Joel Fetter, Policy Director at peak body the Australian Council of Trade Unions (ACTU), today told the shotgun Parliamentary inquiry into Julia Gillard’s carbon tax legislation that reducing GDP (gross domestic product) was the whole point and that he was comfortable with lower wages.
Mr FETTER: We support the package… we support the introduction of the package on the 1st of July next year.
…
Senator BIRMINGHAM: Mr Fetter, do you accept, then, that the Treasury modelling is accurate when it predicts that national income, real income, per person will be below that expected without carbon pricing?
Mr FETTER: Yes, the whole point of the scheme is to reduce our emissions, thereby reducing the GDP and the incomes to all the factors of production that would otherwise have taken place.
Senator BIRMINGHAM: The whole point of the scheme is to reduce the national GDP?!
Mr FETTER: Well, we’re clearly going to have to use more expensive sources of energy to achieve the same production, so… but the modelling is…
Senator BIRMINGHAM: And so the union movement is comfortable with lower income per person in future?
Mr FETTER: We will clearly have lower income than the income we could generate if we continued to burn dirty coal and we continued with business as usual but we will also have very high emissions and so at some point in time the planet will catch up with us and then you’ll see what happens to GDP…

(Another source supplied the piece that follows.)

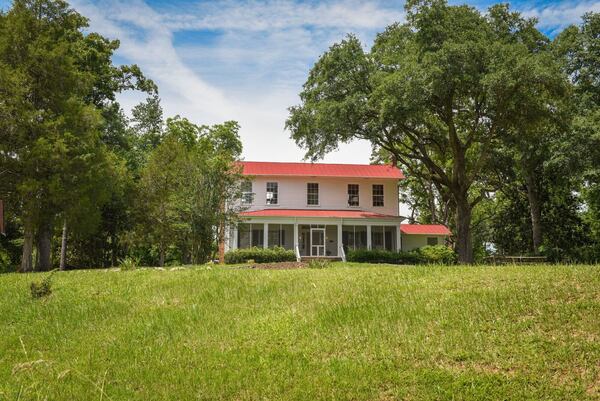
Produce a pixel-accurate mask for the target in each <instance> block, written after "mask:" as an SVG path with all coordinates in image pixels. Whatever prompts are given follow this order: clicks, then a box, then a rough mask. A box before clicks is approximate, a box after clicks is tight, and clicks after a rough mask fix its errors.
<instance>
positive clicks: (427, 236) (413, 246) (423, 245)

Senator BIRMINGHAM: And when is that point in time?
Mr FETTER: Well, scientists tell us by 2100 we may be facing a 2 degree warming and the impact on GDP we saw with the floods in Queensland were very significant and that’s in 2011, so by 2100 one would expect significant impacts to GDP if nothing’s done about climate change.
Senator BIRMINGHAM: So you acknowledge the Treasury modelling only goes out as far as 2050 and at that point real income is still trending down compared with a ‘no carbon price’ scenario?
Mr FETTER: Yes, but we have the higher GDP if we allowed child labour or, you know, there’s many things that we could do to increase our GDP but we don’t do them. They’re not good ideas.
Senator BIRMINGHAM: But this, of course, is also talking about real wages of your members.
Mr FETTER: Well, you’re comparing a hypothetical scenario of ‘what would the world look like down the track if we didn’t have a climate change scheme?’
Senator BIRMINGHAM: I’m talking about the modelling that the Government that you so enthusiastically support relies upon.
“It is simply extraordinary that Australian unions would sell out their workers to support Labor’s job destroying carbon tax, in the face of more efficient alternatives as the Coalition proposes that don’t inflict the harm of this toxic tax,” Senator Birmingham said today.
“The unions have reduced themselves to little more than a cheer squad for the Gillard Government, more interested in backing its unpopular and harmful carbon tax than it is in protecting Australian workers’ wages.”